Notes: (A) Histogram for 65 nm sized nanoparticle solution. (B) Histogram for 85 nm sized nanoparticle solution. (C) Histogram for 110 nm sized nanoparticle solution. µ represents the mean and σ represents the standard deviation.
Figure S2 Positive control illustrating the uptake of free Rhodamine 6G (0.5 μg/mL) in the MCTS of the PANC-1 and MIA PaCa-2 cell lines.
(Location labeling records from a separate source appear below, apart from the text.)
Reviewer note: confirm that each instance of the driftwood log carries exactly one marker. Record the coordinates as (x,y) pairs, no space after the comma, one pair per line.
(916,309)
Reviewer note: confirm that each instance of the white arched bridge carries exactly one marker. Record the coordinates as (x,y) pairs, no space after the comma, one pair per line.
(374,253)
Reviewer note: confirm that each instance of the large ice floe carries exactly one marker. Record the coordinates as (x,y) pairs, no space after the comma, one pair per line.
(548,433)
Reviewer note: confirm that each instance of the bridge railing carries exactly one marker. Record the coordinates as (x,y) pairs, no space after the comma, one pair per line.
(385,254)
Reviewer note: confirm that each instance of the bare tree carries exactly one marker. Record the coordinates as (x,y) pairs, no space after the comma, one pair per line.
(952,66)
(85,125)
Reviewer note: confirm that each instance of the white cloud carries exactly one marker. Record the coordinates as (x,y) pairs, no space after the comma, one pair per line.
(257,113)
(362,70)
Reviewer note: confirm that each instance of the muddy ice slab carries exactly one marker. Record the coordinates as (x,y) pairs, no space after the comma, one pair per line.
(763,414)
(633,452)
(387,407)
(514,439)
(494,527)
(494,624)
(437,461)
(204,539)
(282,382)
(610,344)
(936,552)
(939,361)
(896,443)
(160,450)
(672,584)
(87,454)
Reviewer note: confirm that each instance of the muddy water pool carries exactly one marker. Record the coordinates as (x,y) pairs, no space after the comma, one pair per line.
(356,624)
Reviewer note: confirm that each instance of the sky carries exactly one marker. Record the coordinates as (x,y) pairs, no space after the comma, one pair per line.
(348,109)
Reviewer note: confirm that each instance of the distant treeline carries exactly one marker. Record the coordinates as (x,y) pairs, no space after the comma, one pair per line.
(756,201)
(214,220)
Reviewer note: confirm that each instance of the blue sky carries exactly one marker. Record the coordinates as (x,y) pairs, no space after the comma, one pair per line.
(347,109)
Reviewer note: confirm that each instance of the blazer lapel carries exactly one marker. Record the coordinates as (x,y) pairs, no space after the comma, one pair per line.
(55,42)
Notes: (A) Normalized fluorescence intensity of the MCTS of the PANC-1 and MIA PaCa-2 cell lines at different time intervals. For MCTS models of PANC-1 cell line incubated with free Rhodamine 6G at 1 hour, 6 hours, and 24 hours, (B) bright field images, (C) fluorescence images, and (D) intensity maps showing the relative fluorescent intensity of different regions of the MCTS of PANC-1. For the MCTS of the MIA PaCa-2 cell line incubated with free Rhodamine 6G at 1 hour, 6 hours, and 24 hours, (E) bright field images, (F) fluorescence images, and (G) intensity maps showing the relative fluorescent intensity of different regions of the MCTS of MIA PaCa-2. The scale bar represents 100 μm. Error bars indicate the standard deviation and the number of samples used in each measurement (n=8). *Indicates statistical difference (P<0.05) between the fluorescent measurements at that time point of each cell line, based on the single variable analysis of variance test. No statistically significant difference was found between the fluorescent values of each cell line.
Abbreviations: MCTS, multicellular tumor spheroids; h, hours.
Figure S3 Paclitaxel (PTX) and Rhodamine 6G (Rho 6G) release at 4°C for all the three particle sizes (65 nm, 85 nm, and 110 nm) in PBS.
Abbreviation: PBS, phosphate buffered saline.